With the value of hemp seed considered, even if the price of hemp seed has fallen, hemp stalks do not need to be priced very high for a hemp farmer to be relatively economically secure. Even if hemp stalks were priced at as little as $30 per ton, an acre of hemp can produce ten tons of stalks in a single harvest, meaning that a single semi-annual harvest in a 40 acre plot could then render $12,000 worth of hemp stalks, and two harvests in a year could render $24,000 worth of stalks. In addition to the revenue from the sale of seeds, the hemp farmer would be in a very good position compared to a corn farmer, and it would make economic sense for corn farmers (and farmers in general) to use marginal lands on their property to grow.

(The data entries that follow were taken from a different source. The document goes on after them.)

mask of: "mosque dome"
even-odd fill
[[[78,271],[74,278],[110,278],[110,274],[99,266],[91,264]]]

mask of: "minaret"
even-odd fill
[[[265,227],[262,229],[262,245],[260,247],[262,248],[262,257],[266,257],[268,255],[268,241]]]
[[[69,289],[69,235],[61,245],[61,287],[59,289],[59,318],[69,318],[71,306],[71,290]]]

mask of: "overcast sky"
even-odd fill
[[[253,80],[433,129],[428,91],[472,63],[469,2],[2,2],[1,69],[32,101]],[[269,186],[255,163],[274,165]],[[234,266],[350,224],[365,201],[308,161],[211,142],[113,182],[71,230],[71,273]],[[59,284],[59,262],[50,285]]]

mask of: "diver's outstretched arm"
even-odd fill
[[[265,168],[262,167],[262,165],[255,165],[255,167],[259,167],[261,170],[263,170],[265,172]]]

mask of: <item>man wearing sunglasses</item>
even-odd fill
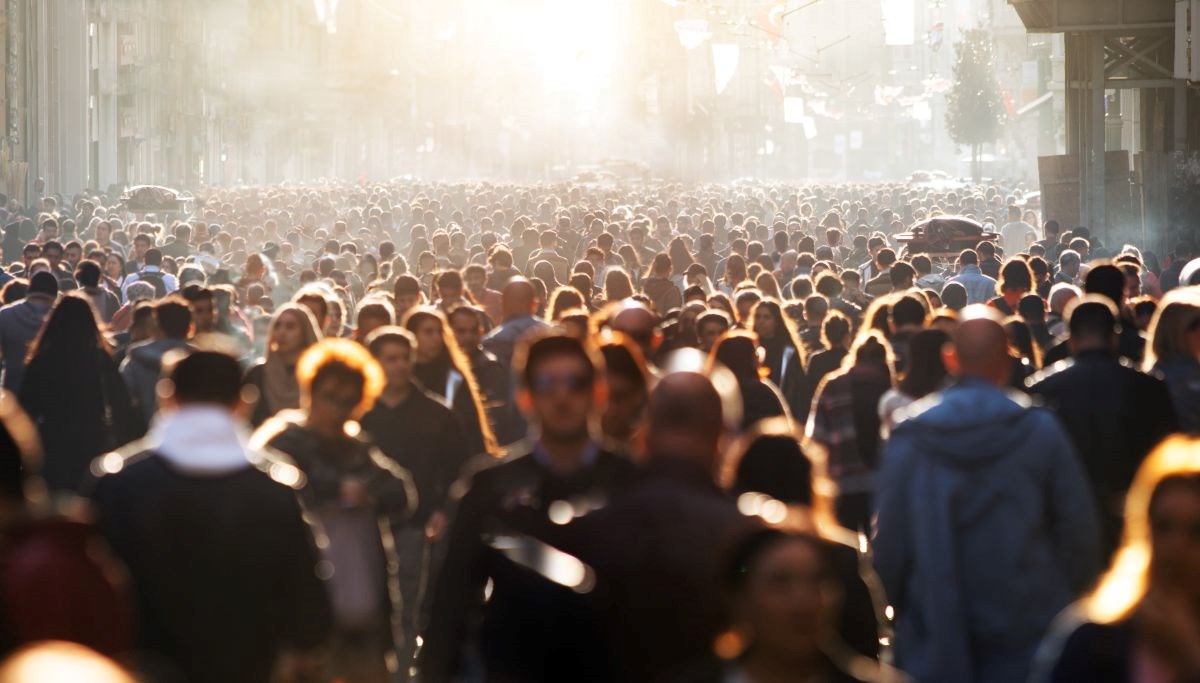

If we can, through a combination of subsidies and price controls, set the price of hemp stalks at $30 per ton, that would be half the price of poplar chips. Meanwhile, hemp’s higher concentration of cellulose would mean that we would need 44 percent less hemp biomass to produce a gallon of gasoline. With all of that considered, even if the tax and ROI are still part of the price, gasoline produced from hemp biomass could be sold for as little as $2.41 per gallon. If the production was public, and tax and ROI were not an issue, the price could then be further reduced to $1.43 per gallon.

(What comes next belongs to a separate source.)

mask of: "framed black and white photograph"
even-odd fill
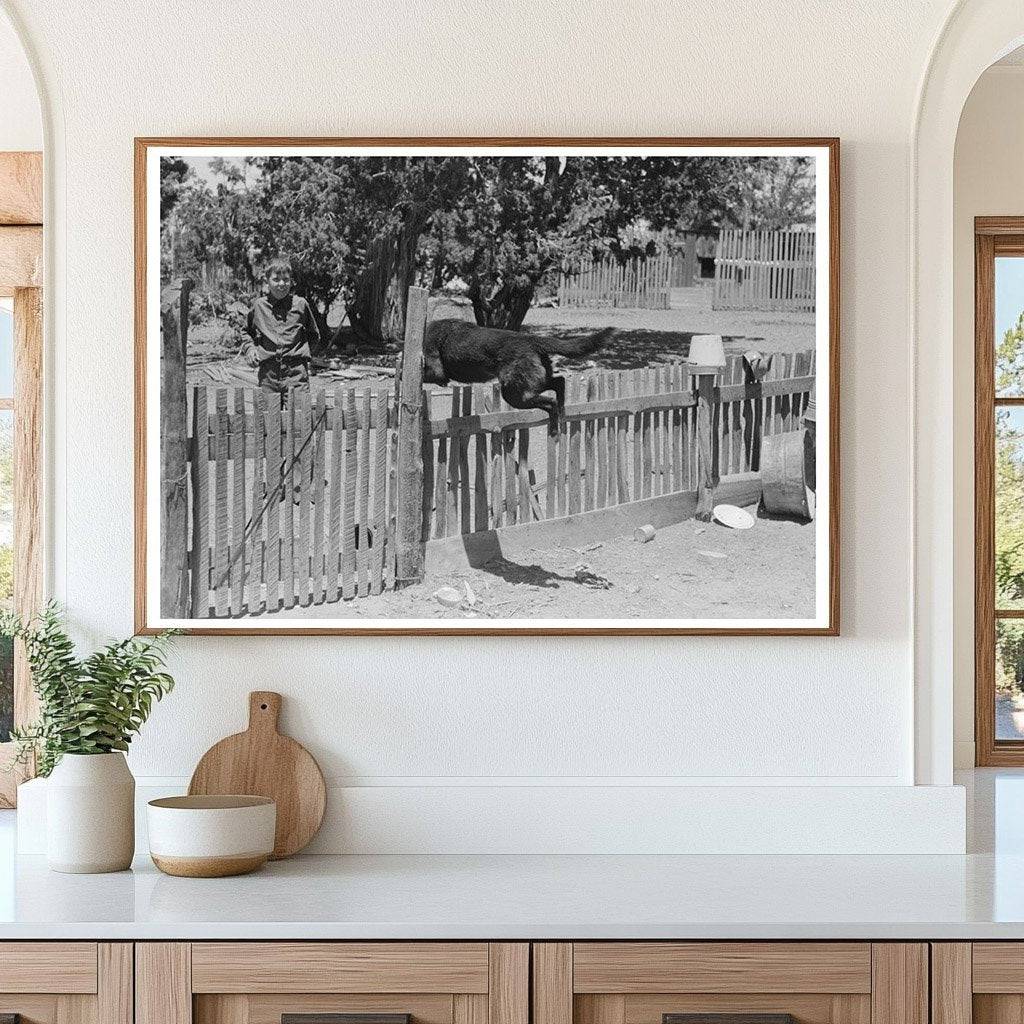
[[[136,140],[140,632],[838,632],[835,139]]]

There is another important benefit to using the MTG process to produce gasoline: it produces LPG as a byproduct. With propane prices in the neighborhood of $4 per gallon, any added source of propane would be beneficial, as it would relieve pressure from households that are struggling with high heating bills.
ExxonMobil’s sell sheet on the MTG process shows that the vast majority of the methanol hydrocarbons are converted into gasoline, while most of the remaining methanol hydrocarbons are converted into LPG. If this country were to use just the 116 million acres of marginal land that are present in the central regions of the country to grow hemp specifically for use as biomass for production of gasoline, and if there were annually two harvests of hemp, the result would be the annual production of 208.8 billion gallons of gasoline and 23 billion gallons of LPG.
The United States annually consumes 133 billion gallons of gasoline and 13.4 billion gallons of propane. So, not only would it be possible to supplement the supply of gasoline and propane with green products, but it would also be possible to entirely replace all of the expensive and dirty gasoline and propane burned in the United States with cheap and clean gasoline and propane, while establishing absolute independence with regard to these fuels.